If you’re struggling with an RDBMS on a given application problem you shouldn’t say:  we need an open source, NoSQL type thing.  You should say:  we need to look at relational database alternatives.  Those alternatives include a open source database projects (e.g., MongoDB, CouchDB) and key-value stores (e.g., Hadoop), but they also include commercial software offerings such as specialized DBMSs like Streambase (for real-time streams), Aster (for analytics on big data), and MarkLogic (for semi-structured data).  Don’t throw out the commercial-software-benefits baby with the RDBMS bathwater.

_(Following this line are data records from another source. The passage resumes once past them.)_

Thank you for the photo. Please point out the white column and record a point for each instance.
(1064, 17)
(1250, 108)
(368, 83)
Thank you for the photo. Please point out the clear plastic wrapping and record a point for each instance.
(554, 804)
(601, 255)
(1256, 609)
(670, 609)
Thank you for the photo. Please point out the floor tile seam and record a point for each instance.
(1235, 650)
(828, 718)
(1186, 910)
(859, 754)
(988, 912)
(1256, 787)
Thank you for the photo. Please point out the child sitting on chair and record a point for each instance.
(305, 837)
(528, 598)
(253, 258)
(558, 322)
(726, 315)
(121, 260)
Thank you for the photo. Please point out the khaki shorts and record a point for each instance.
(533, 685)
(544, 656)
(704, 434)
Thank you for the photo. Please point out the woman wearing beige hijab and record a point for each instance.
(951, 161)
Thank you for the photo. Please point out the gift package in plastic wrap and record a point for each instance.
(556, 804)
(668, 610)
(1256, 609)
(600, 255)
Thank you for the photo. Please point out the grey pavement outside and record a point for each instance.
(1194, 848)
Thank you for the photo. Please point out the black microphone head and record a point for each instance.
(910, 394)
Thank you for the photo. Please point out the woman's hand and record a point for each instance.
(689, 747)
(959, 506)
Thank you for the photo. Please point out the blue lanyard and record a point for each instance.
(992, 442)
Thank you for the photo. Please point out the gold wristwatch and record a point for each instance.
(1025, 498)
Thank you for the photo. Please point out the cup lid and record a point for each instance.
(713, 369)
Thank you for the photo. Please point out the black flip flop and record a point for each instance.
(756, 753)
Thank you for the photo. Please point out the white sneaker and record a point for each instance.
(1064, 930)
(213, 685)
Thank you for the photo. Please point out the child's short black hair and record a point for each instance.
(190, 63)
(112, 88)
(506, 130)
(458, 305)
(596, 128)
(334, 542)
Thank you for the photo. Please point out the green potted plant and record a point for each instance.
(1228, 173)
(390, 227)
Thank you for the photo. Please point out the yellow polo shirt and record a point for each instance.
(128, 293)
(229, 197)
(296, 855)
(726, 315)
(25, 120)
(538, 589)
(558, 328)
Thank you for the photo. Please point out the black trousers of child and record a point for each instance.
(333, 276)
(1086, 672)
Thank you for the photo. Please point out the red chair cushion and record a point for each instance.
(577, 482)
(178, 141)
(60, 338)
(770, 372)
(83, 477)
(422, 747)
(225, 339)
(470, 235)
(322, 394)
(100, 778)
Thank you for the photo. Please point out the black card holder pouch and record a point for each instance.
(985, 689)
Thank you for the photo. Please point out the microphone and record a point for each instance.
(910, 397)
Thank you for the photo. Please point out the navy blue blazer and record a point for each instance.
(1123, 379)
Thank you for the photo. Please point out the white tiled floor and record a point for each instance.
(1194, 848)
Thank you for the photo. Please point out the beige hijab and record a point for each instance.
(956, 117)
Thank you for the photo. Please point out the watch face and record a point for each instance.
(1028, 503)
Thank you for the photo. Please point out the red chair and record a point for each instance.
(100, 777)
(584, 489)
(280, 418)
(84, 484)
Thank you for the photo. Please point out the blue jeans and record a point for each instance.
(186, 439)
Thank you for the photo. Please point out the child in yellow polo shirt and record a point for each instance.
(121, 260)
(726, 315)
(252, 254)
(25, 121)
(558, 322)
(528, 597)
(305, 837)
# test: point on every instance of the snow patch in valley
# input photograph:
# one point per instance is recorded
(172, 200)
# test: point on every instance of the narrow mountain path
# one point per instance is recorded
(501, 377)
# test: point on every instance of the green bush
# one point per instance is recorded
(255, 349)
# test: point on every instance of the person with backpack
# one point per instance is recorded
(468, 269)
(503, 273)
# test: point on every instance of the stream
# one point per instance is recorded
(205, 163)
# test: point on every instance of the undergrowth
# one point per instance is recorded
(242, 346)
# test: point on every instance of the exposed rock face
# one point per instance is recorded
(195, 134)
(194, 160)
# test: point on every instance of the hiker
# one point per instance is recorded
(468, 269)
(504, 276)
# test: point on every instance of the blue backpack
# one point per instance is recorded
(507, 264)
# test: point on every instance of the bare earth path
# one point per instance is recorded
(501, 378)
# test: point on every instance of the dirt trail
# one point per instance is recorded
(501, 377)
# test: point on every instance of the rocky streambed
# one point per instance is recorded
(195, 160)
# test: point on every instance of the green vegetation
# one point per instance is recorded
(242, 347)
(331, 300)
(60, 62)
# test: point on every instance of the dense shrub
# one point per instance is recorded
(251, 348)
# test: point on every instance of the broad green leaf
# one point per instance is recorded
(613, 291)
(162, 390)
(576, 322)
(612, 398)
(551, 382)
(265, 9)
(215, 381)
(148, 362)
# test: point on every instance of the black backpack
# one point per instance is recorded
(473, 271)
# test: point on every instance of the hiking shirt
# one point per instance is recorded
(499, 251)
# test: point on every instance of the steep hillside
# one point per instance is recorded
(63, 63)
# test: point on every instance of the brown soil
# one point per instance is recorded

I have written about the challenges SQL poses. I want to point out that even firms with non-RDBMS solutions * can use * SQL for certain tasks. I heard one Googler several years ago mention that MySQL was a useful tool. That may have changed now, but I have a couple of RDBMS files that work just fine. The “fine” is the key word because I am not pushing beyond the capabilities of the 40-year old invention of Dr. Codd.

You don’t see too many 40-year-olds athletes in the Olympics or professional sports. Why not take the same pragmatic approach to data management?

Stephen E Arnold, February 25, 2010

The addled goose has been paid by Mark Logic Corporation to give talks at the firm’s user meetings. I was not paid to write this news item, however. Next time I am in San Francisco I will try to get a taco out of this company’s engineering department.

Comments

2 Responses to “SQL at 40: Ready for Retirement?”

  1. Dominique Rabeuf on February 26th, 2010 2:06 pm

    However, I have spent vaste time in the past to walk through and set up databases called relational.
    As a matter of fact these RDBMS were just a sort of spreadsheet improvement, with impressive benchmark results for marketing purpose only.
    Now we realize that the king is naked and very costly, providing with neither profit nor usage benefit to those who have contributed to its fame.
    This was a step to understand that something was to invent in order to fit with real needs.
    Not really a pifall, just a necesqsary test case to explore and then give up after.
    It’s just like that the flint face the Swiss army knife

  2. T Wendt on April 27th, 2010 3:24 pm

    RDBMS’s are not going away anytime soon. The tool has to fit the job and relational databases fill an enormous space where architectures call for replication, queuing, and complex, distributed transaction processing. Pure object databases also have their space but for many applications that do not require the persistance of instance data, or where a relational model just can’t suffice, creating a simple relational model is easy, efficent and high performance.

    Part of the problem is that new programmers do not understand relational database technology from an architectural viewpoint and how to apply it. I believe that, because of the explosion of new technologies, core competencies in areas such relational database technology are neglected. They are not properly taught. Viewing relational databases as a “spreadsheet improvement” anecdotally supports my point. I see this lack of training in the code and database structures that are being created by younger coders; no understanding of indexes, PK/FK relationships, transaction management, data modeling and then poorly constructed SQL to top it off. This stuff isn’t rocket science either.

    These problems leads to the thinking that relational techology is dead. Relational technology is highly polished. It has been commoditized a long time ago so there is very little new to get excited about. That doesn’t mean that it is not a great fit for many (if not most) applications.